Le spectacle "Carrousel" de Vincent Thomasset. [vincent-thomasset.com - Patrick Berger]
Le spectacle "Carrousel" de Vincent Thomasset. [vincent-thomasset.com - Patrick Berger]

La scène de "Carrousel" reproduit en effet les codes et les positions du dressage équestre. Une comédienne porte la bombe. Un danseur manie le fouet. Il ne manque plus que le sable et la paille. Ainsi, jouer et danser relèverait de l'éducation, du dressage. Et ce pauvre bourgeois, Monsieur Jourdain, celui qui dit de la prose sans le savoir, se fait devant nous rouler (dans la sciure) par ses maîtres d'armes, maîtres de danse et autres philosophes de salon dans un extrait du "Le Bourgeois gentilhomme", spectacle où l'on jouait et dansait.

Retour aux sources

Vincent Thomasset revient aux sources des arts du spectacle. Il rappelle les liens naturels entre le verbe et le mouvement, le corps humain et le corps animal. Dans "Carrousel", on danse, on apprend à se battre et à monter à cheval. Le tout dans une mise en scène inspirée des exercices pratiqués au XVIIe siècle pour le bon plaisir de Sa Majesté le Roi.

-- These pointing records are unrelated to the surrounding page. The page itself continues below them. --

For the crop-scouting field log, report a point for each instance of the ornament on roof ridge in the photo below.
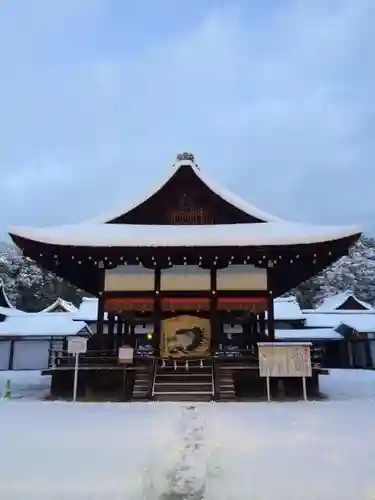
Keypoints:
(186, 157)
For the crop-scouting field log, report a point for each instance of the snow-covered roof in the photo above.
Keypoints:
(11, 311)
(308, 334)
(361, 324)
(60, 304)
(124, 235)
(88, 310)
(315, 319)
(335, 301)
(4, 299)
(287, 308)
(274, 231)
(41, 324)
(220, 191)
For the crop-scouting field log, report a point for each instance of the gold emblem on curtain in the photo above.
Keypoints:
(185, 336)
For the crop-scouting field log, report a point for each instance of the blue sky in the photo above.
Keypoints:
(274, 98)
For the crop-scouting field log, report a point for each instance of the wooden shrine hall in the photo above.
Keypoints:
(196, 269)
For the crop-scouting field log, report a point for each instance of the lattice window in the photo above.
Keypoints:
(189, 215)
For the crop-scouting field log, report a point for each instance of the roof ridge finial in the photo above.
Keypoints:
(186, 157)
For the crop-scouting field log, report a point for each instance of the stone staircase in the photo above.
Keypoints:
(142, 383)
(224, 382)
(183, 380)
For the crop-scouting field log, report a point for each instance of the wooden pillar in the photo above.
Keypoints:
(156, 338)
(111, 324)
(262, 325)
(213, 312)
(100, 321)
(119, 326)
(270, 305)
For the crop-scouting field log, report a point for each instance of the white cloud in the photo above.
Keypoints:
(277, 106)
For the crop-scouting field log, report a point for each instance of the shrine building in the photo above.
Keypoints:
(189, 263)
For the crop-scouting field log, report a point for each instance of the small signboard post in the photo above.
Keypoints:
(76, 346)
(125, 355)
(285, 359)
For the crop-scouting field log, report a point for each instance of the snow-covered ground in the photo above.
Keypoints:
(321, 450)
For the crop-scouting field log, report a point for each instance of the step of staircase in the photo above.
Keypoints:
(225, 389)
(183, 383)
(142, 381)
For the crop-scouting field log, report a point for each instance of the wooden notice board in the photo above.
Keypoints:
(284, 359)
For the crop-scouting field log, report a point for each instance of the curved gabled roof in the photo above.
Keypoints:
(229, 235)
(187, 160)
(62, 304)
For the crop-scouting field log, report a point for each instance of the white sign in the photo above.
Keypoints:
(77, 345)
(125, 354)
(284, 359)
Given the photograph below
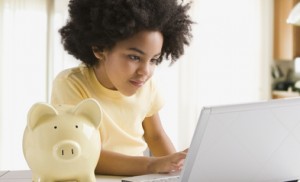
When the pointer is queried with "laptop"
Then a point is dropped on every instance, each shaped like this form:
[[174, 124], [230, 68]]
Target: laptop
[[251, 142]]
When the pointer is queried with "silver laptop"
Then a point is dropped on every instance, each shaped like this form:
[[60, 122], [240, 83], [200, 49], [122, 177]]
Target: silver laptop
[[252, 142]]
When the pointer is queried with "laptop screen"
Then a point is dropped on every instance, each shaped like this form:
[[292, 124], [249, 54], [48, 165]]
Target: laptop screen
[[246, 142]]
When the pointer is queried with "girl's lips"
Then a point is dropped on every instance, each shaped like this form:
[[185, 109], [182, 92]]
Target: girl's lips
[[137, 83]]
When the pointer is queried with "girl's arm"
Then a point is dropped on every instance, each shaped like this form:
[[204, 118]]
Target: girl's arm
[[165, 159], [112, 163], [155, 136]]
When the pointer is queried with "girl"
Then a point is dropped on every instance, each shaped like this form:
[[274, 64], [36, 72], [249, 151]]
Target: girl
[[120, 43]]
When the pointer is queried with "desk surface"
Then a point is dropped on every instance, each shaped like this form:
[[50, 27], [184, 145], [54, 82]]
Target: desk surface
[[25, 176]]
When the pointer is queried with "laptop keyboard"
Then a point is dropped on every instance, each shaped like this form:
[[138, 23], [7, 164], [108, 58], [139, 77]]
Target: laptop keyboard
[[164, 179], [153, 178]]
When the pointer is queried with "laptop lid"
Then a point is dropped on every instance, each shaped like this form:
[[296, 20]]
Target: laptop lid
[[246, 142]]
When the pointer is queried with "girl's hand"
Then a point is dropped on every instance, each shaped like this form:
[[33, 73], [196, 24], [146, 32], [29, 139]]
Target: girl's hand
[[167, 164]]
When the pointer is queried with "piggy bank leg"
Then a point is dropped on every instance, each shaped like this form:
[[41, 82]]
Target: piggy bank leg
[[38, 178], [89, 178]]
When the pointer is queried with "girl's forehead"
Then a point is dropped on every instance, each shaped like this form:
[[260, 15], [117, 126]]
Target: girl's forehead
[[142, 42]]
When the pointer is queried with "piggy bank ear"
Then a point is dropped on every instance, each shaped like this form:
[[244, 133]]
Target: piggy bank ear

On rit, beaucoup, devant ce "Carrousel" où excellent des artistes au parcours surprenant: Jacquelyn Elder a dansé dans la compagnie américaine de Martha Graham, Emmanuelle Lafon fait partie de cette formidable épopée théâtrale "L'Encyclopédie de la parole", Anne Steffens fut magnétique dans "La Maman et la Putain" revisitée sur scène par le metteur en scène Dorian Rossel, Nicolas Perrochet possède l'impressionnante présence physique d'un ex-officier des paracommandos et Julien Gallée-Ferré a les jambes interminables d'un pur-sang méditerranéen ayant cavalé chez la chorégraphe Mathilde Monnier.

Ce spectacle à nul autre pareil traite du langage, de l'apprentissage et des rapports de pouvoir. Avec le sourire et le mors aux dents. Une excellente manière d'entamer le Festival des Printemps de Sévelin où l'on expose par ailleurs un manuel illustré de salutations chorégraphiées à l'usage des bipèdes en période d'épidémie.

Thierry Sartoretti/ld

Dédié à la danse contemporaine, mêlant créations confirmées et émergentes, artistes suisses et internationaux, le Festival des Printemps de Sévelin a dû être annulé pour cause de coronavirus.